Le crash de l'avion historique Ju-52, qui a fait 20 morts près de Flims (GR) en août 2018, est dû à un pilotage très risqué, selon le rapport final de l'accident. Le Service suisse d’enquête de sécurité (SESE) critique des négligences sécuritaires.
Outre le rôle des pilotes, le rapport publié jeudi pointe des manquements de la part de la société d'exploitation Ju-52 ainsi que des processus au sein de l'autorité de surveillance, l'Office fédéral de l'aviation civile (OFAC). Ces facteurs ont également conduit au drame. Le SESE a fait 15 propositions pour améliorer la sécurité.
Le Ju-52 avait décollé de Locarno (TI) pour rallier Dübendorf (ZH) le 4 août 2018. Il s'est écrasé près du Piz Segnas, au nord de Flims. Les 17 passagers et trois membres d'équipage à bord sont morts.
Vol trop bas, trop lent, sans échappatoire
Selon le SESE, la cause directe de l'accident est une erreur de pilotage. Ainsi, les pilotes ont maintenu l'avion à basse altitude et à une vitesse dangereusement faible dans un vallon étriqué, au sud-ouest du Piz Segnas, sans prévoir de route alternative.
L'appareil a été pris dans des turbulences, phénomène fréquent en montagne. Les pilotes ont alors perdu son contrôle et n'ont pas eu d'espace aérien suffisant pour le récupérer. Le Ju-52 s'est écrasé au sol de manière quasiment verticale.
Gestion et surveillance insuffisantes
D'autres facteurs ont favorisé le crash. Le SESE évoque un centre de gravité situé trop en arrière durant le vol. Cette situation dangereuse a été causée par une préparation de vol inadéquate et des erreurs dans un logiciel de la compagnie Ju-Air.
Par ailleurs, les pilotes avaient pris pour habitude de ne pas respecter certaines règles de sécurité aérienne. Ils prenaient aussi des risques élevés lorsqu'ils transportaient des passagers.
En tant que compagnie aérienne, Ju-Air n'a pas identifié les risques importants de ses opérations de vol. Elle n'a pas non plus empêché les nombreuses violations des règles par ses pilotes, constate le SESE. De nombreuses conditions destinées à assurer un niveau élevé de sécurité pour les opérations de transport aérien commercial avec des passagers n'étaient plus remplies depuis un certain temps.
Enfin, les activités de surveillance de l'OFAC n'ont pas permis d'identifier de nombreux problèmes de sécurité au sein de Ju-Air ou n'ont pas eu d'effet suffisant, ajoute le SESE. En outre, d'autres risques ont été identifiés par les enquêteurs. Ils n'ont toutefois pas affecté l'accident. En particulier, l'avion impliqué dans l'accident n'était techniquement pas dans un état réglementaire.

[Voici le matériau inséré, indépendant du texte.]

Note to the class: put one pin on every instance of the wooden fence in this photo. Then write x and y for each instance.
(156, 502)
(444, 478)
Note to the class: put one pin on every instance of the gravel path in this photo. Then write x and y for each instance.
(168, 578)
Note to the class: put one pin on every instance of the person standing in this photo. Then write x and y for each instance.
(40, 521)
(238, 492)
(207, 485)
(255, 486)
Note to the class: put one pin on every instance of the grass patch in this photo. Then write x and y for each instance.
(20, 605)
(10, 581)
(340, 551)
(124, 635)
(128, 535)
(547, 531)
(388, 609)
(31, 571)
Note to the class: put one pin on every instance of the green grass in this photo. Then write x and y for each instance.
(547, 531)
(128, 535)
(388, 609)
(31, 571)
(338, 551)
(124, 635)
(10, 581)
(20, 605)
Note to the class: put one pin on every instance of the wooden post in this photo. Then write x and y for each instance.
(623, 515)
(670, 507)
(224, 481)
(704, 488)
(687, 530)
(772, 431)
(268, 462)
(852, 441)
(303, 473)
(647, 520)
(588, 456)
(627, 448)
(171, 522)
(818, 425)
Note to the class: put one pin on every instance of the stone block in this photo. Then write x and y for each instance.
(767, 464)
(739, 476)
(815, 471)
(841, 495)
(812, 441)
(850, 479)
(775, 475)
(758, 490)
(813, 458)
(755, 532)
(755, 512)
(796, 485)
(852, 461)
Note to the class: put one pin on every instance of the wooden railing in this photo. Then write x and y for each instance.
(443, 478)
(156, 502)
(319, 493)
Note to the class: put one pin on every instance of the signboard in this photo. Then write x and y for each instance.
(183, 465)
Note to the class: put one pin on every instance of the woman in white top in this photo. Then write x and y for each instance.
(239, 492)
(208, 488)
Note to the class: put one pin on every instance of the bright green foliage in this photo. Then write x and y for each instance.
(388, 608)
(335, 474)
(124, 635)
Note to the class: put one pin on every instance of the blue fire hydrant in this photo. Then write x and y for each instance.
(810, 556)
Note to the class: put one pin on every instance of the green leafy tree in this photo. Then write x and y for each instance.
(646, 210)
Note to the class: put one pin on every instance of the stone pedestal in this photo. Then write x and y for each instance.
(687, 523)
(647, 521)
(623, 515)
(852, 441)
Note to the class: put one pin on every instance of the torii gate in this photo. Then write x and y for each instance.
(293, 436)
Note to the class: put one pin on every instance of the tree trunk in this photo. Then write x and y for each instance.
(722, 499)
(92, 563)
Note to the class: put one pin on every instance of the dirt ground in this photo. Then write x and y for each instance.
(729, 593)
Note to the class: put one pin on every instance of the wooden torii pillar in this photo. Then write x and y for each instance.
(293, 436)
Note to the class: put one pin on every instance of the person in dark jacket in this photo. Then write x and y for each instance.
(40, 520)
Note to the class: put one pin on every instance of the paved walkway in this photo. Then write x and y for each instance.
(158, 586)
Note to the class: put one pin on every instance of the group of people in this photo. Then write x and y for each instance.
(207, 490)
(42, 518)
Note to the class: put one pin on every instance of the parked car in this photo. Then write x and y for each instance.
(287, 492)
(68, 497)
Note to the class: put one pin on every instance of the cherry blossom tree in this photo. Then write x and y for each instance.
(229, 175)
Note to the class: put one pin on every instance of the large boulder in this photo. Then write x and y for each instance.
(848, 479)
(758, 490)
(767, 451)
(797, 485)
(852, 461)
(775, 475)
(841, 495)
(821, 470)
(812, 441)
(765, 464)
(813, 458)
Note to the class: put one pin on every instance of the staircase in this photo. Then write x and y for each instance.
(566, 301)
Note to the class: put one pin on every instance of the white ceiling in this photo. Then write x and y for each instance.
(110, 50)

L'OFAC reconnaît ses torts
'La surveillance sur Ju-Air n’a pas été satisfaisante', admet Antonello Laveglia, porte-parole de l'OFAC, interrogé par Keystone-ATS. 'Nous n’avons pas reconnu les lacunes d’application de la culture de sécurité dans l’entreprise, notre effort était trop focalisé sur les aspects plus formels.'
Depuis l’accident, l’OFAC est intervenu en introduisant plusieurs mesures. Une enquête externe en cours devrait permettre d’identifier d’éventuelles 'zones d’ombre' encore existantes dans la surveillance, précise M. Laveglia. Et de rappeler que le niveau de sécurité de l'aviation civile est élevée en Suisse. Les audits externes et internationaux n'ont identifié aucun déficit sur ce plan.
Ju-Air: patte blanche d'ici à 2023
Agés de 62 et 63 ans, les deux pilotes étaient particulièrement expérimentés. Durant leur activité professionnelle, exercée durant des décennies, ils avaient aussi piloté des avions de chasse et des avions de ligne.
Propriétaire et exploitatrice de l'avion historique accidenté, l'association Ju-Air a racheté dans les années 1980 trois appareils Ju-52 abandonnés par l'armée. Les deux avions restants ont repris du service deux semaines après l'accident, avant que le SESE ne leur inflige une interdiction de vol en novembre 2018. Depuis, les Ju-52 de l'association n'ont plus volé.
Ju-Air entend reprendre en 2023 l'exploitation de ses deux Ju-52 restants. Dans un communiqué, l'association se réjouit que les causes directes de l'accident aient pu être identifiées. La révélation de manques sécuritaires et organisationnels lui permettra, en outre, d'améliorer la future exploitation, écrit Ju-Air.
En 2019, l'association a externalisé l'entretien de ses avions pour améliorer cet aspect. Elle entend aussi montrer patte blanche sur les autres points mis en lumière par le SESE, avant de reprendre l'exploitation des Ju-52.